Raquel Vives, an expert in sexual and reproductive health for Médecins Sans Frontières (MSF), explains that Cesarean section “is an operation in which a woman’s skin, muscle and uterus are cut.” Due to the lack of resources in Gaza, it is being performed with just “local anesthetic for the skin.” “It is unthinkable and terrible what it must be like for a woman to undergo a Cesarean section in these conditions,” adds Vives, who says that “operations have been performed in corridors, without power.”
And it is not only women about to give birth who are at risk. Alaa al Bayaa, a 30-year-old Palestinian woman, miscarried following an Israeli air strike. “I was four months pregnant, they ordered us to evacuate the house, and they bombed it; fear took hold of me and I ran down the stairs... I ran and ran, and I thought I would stumble because of the fear,” she recounts in an interview conducted by UNFPA, to which EL PAÍS has had access.
Soon after, she began to feel “overwhelmingly fatigued,” but could not go to the hospital because “the streets were too dangerous.” When she finally made it and a doctor examined her, her whole body was “shaking.” “The doctor told me that the fetus had no pulse, that there was no hope,” she said. The fetus, however, remained in her womb. Due to the lack of resources, the doctors were unable to help her and sent her some. The told her they could only provide assistance when she experienced complications.
No milk for babies
Although there is no data on miscarriages or premature births as a result of the trauma of the bombings, Allen says that “there has been a rise” in pregnancies that do not reach full term. With more babies being born prematurely, “there are not enough incubators,” he says. “We are running out of water or food [for these children].”

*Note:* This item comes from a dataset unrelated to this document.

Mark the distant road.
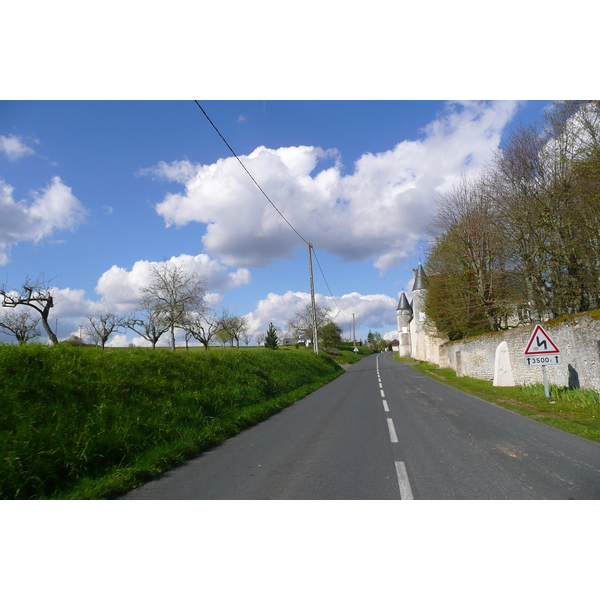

“Normally, the body of a woman who has just given birth is prepared to breastfeed a newborn because of the hormones” she secretes during pregnancy and after birth, but stress, premature births or lack of food and hydration can hinder breastfeeding, explains Vives. The UNFPA representative in Palestine says infant feeding is a major concern in Gaza right now. “I know a mother with a seven-month-old baby, breastfeeding, distressed because, after the first week of the bombing, she was running out of [breast] milk, and she knows that her child’s life depended on it,” she says. That woman “had to look for alternatives, but you need clean water to make formula,” she adds.
“The health risk is huge” for all pregnant women, Allen insists. Reham Rashad Bakr, 24, is two months pregnant. “I had a hemorrhage and there is a treatment I should take, but I can’t,” she says, according to testimony made public by UNFPA. “I don’t take folic acid [a supplement needed in the first months of gestation] as I should, I don’t have enough food, and I only eat cheese, dukkah [a mixture of nuts and seeds] and thyme,” she says. There’s not even bread “because all the bakeries have been bombed,” she adds.
But what she needs most of all is security. A few days ago, at 2 a.m., she had to leave her house after a warning was sounded about an imminent bombing. “We started running. I didn’t even manage to put on my sneakers, my children were running barefoot.... We were only able to cover our heads and run quickly out of fear,” she says. “We are psychologically tired;” she adds. “We die 100 times a day from fear.”